Am I wrong for enjoying the days I get to stay home from work and take care of my sick child? It's not that I enjoy his discomfort or misery or that it delights me to see him cry or in pain. I love the part where he snuggles into me, looks to me for comfort only a mom can give, lets me give him as many hugs and kisses as I want. I suppose I am taking for granted that my boy is so rarely ill, and I am incredibly thankful for that blessing. I'm simultaneously thankful for these golden moments where I can once again hold him sleeping in my arms, lay my cheek on his sweet little head, and just soak up the overwhelming joy that fills me to be so close to him.

I'm not sure if all almost-4-year-olds are melodramatic, but mine sure is. When I went to take his temperature this morning, he wailed that it would "take years to do that." After I informed him, quite matter-of-factly I might add, that he did indeed have a fever, he began crying, saying, "Not a fever!

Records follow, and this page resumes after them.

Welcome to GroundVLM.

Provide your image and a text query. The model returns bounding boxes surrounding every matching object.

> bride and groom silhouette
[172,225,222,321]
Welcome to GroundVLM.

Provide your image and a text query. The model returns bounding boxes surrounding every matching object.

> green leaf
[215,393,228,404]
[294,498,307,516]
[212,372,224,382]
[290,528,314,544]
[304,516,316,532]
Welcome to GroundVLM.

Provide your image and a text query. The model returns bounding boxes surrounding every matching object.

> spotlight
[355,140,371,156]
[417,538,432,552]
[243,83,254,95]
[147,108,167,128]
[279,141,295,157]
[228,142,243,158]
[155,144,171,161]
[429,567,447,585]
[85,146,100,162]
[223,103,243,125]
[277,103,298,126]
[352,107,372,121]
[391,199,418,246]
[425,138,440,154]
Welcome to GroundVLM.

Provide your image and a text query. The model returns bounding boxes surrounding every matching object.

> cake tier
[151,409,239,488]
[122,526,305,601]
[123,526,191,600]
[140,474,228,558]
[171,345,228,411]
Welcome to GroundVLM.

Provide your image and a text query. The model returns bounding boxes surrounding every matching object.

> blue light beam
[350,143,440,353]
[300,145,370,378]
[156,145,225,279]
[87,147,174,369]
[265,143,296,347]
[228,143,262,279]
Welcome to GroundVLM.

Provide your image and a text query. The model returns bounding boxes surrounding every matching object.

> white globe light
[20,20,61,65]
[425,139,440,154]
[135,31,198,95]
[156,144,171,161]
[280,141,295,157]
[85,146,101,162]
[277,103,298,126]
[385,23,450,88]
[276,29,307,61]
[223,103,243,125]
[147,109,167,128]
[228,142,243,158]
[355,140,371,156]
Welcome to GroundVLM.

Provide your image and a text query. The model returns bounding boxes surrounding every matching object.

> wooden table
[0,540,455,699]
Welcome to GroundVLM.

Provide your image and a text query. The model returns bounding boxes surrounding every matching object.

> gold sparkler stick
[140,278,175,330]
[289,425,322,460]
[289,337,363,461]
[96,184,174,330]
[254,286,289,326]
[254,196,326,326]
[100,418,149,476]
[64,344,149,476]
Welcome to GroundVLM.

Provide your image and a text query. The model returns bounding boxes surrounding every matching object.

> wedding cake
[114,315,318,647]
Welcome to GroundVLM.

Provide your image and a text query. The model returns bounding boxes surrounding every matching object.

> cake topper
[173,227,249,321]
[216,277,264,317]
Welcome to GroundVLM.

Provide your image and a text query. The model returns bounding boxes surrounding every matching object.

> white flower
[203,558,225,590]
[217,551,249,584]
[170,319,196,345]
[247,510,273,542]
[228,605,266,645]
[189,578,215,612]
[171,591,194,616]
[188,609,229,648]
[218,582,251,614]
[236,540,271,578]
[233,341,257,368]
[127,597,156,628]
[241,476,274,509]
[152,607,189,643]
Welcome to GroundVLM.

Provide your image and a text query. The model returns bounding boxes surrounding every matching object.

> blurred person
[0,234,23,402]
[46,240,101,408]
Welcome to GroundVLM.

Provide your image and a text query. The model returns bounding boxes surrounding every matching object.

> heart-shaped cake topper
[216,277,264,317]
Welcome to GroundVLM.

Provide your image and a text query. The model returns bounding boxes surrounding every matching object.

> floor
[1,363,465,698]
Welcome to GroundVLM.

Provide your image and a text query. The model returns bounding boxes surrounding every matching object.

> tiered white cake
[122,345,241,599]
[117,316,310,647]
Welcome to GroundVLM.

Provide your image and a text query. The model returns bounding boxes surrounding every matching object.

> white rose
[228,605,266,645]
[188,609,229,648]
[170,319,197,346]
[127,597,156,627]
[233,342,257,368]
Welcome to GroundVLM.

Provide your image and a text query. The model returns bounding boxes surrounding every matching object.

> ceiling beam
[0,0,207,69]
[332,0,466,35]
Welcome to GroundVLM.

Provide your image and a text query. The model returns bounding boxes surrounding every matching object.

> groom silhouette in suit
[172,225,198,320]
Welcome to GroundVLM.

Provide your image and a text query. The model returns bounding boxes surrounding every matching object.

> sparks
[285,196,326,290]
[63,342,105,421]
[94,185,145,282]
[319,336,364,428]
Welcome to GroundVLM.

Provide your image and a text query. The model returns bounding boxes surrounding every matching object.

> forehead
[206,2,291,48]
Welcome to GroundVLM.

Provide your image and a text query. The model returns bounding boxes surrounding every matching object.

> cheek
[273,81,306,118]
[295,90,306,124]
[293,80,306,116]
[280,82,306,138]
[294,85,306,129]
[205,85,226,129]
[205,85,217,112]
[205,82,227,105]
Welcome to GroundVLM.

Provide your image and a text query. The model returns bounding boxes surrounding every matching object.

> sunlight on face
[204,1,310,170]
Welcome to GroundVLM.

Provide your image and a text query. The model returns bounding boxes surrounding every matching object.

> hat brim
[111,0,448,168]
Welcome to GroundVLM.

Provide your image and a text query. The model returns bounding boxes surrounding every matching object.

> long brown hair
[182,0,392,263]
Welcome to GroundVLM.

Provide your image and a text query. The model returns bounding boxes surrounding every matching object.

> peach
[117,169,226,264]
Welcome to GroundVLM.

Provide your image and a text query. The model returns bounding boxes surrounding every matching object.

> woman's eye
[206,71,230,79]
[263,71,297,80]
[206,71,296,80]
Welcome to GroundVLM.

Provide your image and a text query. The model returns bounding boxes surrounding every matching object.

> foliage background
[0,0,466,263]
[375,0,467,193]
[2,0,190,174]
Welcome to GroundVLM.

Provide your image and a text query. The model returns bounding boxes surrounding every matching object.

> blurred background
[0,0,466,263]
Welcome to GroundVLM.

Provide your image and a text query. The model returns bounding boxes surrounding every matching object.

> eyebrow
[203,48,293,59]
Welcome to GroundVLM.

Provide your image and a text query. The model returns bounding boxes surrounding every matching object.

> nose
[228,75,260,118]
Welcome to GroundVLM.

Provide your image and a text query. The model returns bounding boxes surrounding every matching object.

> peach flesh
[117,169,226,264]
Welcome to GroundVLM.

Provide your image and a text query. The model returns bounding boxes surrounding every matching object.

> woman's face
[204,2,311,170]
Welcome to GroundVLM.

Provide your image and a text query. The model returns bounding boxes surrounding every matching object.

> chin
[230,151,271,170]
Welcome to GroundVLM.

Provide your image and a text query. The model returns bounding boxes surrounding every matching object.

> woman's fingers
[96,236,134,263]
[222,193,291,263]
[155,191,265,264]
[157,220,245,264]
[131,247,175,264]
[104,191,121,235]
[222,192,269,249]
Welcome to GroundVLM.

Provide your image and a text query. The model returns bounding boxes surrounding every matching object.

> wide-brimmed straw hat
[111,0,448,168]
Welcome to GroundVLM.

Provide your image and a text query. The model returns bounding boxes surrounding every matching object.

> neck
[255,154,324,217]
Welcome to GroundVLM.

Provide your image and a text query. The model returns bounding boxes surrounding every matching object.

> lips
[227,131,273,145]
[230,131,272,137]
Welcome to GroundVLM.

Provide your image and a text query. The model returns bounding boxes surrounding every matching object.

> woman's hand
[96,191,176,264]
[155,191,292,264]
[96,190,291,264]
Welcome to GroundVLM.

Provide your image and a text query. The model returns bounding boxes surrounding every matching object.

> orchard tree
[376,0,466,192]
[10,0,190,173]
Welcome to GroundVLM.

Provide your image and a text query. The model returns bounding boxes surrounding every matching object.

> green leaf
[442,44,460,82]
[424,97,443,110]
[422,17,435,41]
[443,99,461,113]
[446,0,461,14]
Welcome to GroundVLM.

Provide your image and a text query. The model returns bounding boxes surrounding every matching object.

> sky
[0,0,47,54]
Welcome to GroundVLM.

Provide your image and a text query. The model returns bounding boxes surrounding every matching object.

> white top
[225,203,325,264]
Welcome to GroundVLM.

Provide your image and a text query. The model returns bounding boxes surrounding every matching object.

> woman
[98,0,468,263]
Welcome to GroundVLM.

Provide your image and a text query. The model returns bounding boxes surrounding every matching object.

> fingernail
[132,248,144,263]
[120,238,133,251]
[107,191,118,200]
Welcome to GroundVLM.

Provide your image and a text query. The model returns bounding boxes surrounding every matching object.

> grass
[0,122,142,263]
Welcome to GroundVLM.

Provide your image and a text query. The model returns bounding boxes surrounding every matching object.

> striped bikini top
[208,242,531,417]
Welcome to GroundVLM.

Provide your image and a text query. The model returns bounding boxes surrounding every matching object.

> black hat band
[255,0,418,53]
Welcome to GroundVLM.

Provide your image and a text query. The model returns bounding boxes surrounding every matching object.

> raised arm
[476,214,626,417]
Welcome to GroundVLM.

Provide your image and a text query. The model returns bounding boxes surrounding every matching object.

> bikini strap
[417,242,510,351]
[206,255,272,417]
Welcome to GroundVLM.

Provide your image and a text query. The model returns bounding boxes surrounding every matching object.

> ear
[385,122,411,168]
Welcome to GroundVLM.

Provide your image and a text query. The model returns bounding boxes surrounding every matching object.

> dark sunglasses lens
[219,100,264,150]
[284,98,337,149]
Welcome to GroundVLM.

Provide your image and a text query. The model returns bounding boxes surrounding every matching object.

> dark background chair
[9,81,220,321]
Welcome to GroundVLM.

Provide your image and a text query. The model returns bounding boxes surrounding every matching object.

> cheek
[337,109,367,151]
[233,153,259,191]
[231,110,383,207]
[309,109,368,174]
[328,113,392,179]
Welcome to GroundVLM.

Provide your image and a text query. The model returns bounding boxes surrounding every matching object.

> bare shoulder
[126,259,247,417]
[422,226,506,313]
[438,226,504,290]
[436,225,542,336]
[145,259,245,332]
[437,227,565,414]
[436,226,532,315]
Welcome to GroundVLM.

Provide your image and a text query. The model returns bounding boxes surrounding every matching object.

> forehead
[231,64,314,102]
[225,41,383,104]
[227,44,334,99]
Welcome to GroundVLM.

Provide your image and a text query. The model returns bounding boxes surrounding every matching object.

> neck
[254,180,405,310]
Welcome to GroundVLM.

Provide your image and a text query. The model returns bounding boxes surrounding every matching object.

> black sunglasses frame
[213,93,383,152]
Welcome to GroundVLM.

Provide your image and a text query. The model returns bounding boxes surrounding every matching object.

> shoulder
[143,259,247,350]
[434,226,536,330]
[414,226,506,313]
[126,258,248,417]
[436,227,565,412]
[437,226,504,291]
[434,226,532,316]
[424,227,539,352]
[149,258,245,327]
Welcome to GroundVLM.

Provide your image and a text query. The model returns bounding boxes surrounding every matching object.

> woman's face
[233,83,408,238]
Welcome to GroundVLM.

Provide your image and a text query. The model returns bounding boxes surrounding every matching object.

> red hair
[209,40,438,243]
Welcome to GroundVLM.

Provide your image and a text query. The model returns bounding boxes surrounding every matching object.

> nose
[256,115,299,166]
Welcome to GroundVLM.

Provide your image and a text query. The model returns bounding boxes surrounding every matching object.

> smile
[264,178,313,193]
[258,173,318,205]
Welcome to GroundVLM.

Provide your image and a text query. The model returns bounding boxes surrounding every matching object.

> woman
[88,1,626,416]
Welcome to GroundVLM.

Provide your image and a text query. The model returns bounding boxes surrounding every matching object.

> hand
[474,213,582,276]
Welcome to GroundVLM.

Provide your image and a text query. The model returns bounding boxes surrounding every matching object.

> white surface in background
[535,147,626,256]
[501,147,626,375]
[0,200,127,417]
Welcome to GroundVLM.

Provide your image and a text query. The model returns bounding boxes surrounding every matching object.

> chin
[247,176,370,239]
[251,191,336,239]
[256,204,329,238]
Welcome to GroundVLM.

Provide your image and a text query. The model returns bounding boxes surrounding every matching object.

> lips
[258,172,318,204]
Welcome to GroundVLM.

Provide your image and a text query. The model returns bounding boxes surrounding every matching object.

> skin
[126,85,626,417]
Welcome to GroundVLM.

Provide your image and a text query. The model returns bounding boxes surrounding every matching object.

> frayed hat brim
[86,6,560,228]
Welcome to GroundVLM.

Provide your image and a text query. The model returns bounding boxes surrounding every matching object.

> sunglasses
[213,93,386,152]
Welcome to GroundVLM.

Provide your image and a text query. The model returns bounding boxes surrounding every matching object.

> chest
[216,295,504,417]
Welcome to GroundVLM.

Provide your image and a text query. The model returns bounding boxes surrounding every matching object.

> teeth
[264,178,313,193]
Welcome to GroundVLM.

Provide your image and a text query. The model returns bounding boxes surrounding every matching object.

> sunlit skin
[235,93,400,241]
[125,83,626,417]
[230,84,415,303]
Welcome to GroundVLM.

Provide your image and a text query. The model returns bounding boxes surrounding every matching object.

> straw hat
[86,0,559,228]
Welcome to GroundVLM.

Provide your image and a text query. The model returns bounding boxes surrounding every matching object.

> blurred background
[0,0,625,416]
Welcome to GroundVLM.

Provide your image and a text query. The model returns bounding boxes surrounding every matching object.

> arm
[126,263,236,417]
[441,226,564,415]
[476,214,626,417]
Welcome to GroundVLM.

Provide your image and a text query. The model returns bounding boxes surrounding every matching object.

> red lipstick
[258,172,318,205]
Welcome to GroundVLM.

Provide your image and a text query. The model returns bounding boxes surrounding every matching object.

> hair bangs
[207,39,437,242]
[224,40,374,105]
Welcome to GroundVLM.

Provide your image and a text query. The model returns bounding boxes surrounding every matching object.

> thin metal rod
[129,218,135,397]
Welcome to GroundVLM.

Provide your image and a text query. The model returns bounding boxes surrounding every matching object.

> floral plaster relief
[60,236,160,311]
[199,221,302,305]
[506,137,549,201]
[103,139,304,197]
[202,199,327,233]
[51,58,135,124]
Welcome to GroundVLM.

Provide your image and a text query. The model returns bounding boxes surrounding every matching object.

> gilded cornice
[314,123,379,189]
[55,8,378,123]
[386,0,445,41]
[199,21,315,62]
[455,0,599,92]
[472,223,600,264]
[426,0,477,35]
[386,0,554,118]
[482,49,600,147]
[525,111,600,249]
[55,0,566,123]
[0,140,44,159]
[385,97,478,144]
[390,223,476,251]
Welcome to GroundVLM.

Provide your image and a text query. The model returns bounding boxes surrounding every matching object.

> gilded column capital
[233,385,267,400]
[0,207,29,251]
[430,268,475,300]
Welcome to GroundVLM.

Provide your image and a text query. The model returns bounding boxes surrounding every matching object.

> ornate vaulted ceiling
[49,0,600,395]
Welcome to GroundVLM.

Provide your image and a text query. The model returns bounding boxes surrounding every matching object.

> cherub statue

Not a fever!" Perhaps I have a budding thespian on my hands?

And it turns out that not even a high fever can curtail the steady stream of chatter that flows so freely from his darling mouth. That boy has a lot to say, and only in sleep is he truly quiet for long. I know I'm naive for this, but I'm hoping this gift of gab will remain with him for years to come and enable us to have open communication during those very challenging adolescent years. A mom can dream, right?